Have you ever seen a food commercial and thought, “That looks delicious! I wish I could taste that!”
With this new invention from Japan, now you can. Professor Homei Miyashita of Meiji University has created Taste the Television (TTTV), the world’s first purposefully lickable screen.
Craving a chocolate bar? Just search for a video of chocolate, lick the screen, and taste the chocolatey goodness. You’re in more of a pizza mood? No problem. Miyashita’s delectable device can provide that too.
How is this even possible?
The TTTV system has 10 tanks attached to it. The tanks spray different combinations of flavors to imitate the taste of almost any treat on the screen. Those 10 flavors include the five basic tastes: salty, sour, sweet, bitter, and umami (savory). The other tanks add additional sensations such as astringent, pungent, and aromatic flavors.
Wait, everybody licking the same screen? That sounds gross!
Don’t worry. TTTV sprays its flavors onto a clean film that slides over the screen. You and your friends need not worry about sharing germs while enjoying a delicious ice cream commercial.
But if you want to start licking your screen, you might need to save up. According to Miyashita, this device would cost about 100,000 yen, or $875.
When the coronavirus pandemic began, many people had to stay at home. Miyahsita missed traveling and trying new foods in new places. He wanted to create a safe experience so people could enjoy food from anywhere in the world.
Stuck at home in Kentucky? Just turn on TTTV and taste dumplings from China, meatballs from Italy, or snails from France. (Okay, maybe not snails.) With TTTV, Miyashita hopes people will access “taste content” the same way they access songs and movies.

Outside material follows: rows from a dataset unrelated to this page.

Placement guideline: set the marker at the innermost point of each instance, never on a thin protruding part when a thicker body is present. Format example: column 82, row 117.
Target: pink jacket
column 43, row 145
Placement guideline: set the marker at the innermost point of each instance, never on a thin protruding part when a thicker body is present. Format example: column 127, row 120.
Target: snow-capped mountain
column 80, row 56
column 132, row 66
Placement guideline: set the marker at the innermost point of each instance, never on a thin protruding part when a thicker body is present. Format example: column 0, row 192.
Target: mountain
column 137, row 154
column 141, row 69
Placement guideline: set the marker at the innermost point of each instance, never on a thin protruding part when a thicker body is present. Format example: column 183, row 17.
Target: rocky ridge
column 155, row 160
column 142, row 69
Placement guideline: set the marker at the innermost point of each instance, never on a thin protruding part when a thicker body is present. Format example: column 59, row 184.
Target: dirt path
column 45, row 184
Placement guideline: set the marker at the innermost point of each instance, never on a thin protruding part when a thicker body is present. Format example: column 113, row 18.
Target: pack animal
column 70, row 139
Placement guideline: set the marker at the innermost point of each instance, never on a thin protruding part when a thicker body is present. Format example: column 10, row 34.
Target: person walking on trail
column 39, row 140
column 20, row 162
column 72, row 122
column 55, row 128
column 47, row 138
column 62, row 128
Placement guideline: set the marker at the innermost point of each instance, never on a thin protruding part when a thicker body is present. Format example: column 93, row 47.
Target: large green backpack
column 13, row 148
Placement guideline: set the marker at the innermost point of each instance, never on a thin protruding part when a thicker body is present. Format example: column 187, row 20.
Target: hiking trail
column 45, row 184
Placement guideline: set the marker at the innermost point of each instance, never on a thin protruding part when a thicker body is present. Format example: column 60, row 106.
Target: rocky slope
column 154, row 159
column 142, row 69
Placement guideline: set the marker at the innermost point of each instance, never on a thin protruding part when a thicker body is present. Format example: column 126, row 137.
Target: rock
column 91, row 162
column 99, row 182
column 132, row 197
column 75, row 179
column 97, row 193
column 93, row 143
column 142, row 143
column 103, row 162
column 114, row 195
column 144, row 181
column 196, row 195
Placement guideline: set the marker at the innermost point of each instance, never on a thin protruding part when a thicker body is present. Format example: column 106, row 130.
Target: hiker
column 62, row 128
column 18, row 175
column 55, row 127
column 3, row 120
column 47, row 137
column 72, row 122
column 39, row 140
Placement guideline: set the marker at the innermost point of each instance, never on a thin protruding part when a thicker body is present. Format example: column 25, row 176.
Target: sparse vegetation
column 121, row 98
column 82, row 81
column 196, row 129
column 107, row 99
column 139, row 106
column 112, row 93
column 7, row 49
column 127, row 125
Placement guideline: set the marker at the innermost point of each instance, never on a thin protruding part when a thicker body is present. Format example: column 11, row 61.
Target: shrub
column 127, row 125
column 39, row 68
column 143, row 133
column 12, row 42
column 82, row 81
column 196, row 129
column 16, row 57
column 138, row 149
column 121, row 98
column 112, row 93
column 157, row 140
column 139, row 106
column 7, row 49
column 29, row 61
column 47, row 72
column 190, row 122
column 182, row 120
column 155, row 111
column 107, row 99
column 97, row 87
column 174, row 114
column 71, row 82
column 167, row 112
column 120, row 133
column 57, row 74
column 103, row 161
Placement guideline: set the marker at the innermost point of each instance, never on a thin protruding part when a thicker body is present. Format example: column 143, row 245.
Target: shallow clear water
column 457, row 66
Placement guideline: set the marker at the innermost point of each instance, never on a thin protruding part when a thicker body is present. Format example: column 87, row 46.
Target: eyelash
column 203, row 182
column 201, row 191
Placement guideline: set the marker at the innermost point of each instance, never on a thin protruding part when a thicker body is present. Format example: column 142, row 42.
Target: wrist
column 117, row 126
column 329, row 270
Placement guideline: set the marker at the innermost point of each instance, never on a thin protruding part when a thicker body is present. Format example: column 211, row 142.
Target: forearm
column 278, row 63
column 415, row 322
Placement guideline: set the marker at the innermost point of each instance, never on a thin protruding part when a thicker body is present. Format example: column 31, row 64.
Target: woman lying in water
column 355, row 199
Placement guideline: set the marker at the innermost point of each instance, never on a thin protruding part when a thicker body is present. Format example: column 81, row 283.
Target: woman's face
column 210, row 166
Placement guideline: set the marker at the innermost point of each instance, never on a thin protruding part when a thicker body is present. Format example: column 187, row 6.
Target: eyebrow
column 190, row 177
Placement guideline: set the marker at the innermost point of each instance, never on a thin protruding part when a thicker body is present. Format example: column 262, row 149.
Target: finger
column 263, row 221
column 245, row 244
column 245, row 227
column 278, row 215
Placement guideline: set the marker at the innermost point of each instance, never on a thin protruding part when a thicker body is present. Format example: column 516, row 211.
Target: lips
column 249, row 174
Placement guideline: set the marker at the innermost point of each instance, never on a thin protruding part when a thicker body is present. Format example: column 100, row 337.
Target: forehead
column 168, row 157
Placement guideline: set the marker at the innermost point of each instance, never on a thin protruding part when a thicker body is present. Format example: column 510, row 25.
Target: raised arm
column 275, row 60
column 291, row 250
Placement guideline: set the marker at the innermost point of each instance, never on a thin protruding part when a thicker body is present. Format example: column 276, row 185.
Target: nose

This isn’t the first flavor-related invention to come from Miyashita’s lab. He and his students also created a fork that makes food taste better. He hopes to use the spray technology of TTTV to help food companies flavor toasted bread and crackers.
The world surely has gone digital. Even school and work often happen online. It’s hard to connect with people and places through a screen. Miyashita hopes his invention will help make that connection a little more real.

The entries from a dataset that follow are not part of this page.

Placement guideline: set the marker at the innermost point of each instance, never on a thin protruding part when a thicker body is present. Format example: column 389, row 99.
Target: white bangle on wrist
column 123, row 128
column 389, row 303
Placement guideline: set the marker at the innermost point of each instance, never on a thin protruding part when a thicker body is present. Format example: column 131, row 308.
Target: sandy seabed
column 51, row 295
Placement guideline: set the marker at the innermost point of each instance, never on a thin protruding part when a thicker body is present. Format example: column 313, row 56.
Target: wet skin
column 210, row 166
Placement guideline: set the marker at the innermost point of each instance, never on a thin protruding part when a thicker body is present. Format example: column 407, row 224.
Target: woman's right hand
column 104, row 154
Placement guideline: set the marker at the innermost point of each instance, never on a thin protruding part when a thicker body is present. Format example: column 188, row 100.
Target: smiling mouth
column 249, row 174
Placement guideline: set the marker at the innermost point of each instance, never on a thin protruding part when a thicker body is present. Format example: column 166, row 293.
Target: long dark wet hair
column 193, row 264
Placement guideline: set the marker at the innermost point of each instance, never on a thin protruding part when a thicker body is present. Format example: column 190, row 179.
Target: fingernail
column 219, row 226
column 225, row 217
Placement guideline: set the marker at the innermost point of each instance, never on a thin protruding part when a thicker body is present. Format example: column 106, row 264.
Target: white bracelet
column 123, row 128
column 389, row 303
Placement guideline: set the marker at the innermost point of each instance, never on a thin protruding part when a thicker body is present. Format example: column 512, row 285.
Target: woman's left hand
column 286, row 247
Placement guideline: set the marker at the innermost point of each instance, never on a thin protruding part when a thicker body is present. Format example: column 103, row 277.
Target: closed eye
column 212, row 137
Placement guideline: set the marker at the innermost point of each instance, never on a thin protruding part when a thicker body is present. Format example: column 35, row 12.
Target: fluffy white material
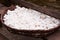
column 28, row 19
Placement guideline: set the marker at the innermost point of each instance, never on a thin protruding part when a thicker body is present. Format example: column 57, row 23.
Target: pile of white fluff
column 28, row 19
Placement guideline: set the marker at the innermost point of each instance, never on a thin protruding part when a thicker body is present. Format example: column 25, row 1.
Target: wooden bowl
column 33, row 33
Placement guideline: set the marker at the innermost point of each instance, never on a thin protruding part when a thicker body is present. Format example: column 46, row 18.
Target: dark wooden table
column 6, row 35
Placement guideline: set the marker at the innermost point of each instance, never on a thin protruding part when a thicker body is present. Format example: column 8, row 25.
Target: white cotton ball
column 28, row 19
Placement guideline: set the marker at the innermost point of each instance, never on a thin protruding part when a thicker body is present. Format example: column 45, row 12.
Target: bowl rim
column 25, row 29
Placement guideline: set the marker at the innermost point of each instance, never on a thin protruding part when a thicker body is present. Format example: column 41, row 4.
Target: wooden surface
column 5, row 34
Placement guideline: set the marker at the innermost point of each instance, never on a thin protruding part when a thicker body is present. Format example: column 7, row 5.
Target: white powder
column 27, row 19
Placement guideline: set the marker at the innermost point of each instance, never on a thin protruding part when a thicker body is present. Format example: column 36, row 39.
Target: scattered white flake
column 28, row 19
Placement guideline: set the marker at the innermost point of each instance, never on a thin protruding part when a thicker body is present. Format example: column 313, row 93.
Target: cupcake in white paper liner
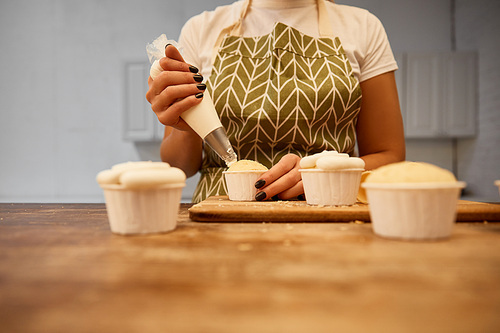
column 413, row 201
column 240, row 179
column 142, row 197
column 331, row 178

But will it? You can lick the taste of roast chicken from the screen. But if you’re hungry, it won’t fill you. And it can’t replace the hustle and bustle of chefs in the kitchen or the joy of friends around a table.
God gave us real food to enjoy, and real people to enjoy it with. So when you’re licking your screen—mmm, vanilla!—maybe take a break and eat an apple with a friend or family member.
Why? Inventions like TTTV and virtual reality can be fun for trying new things, but they can’t replace God’s good creation.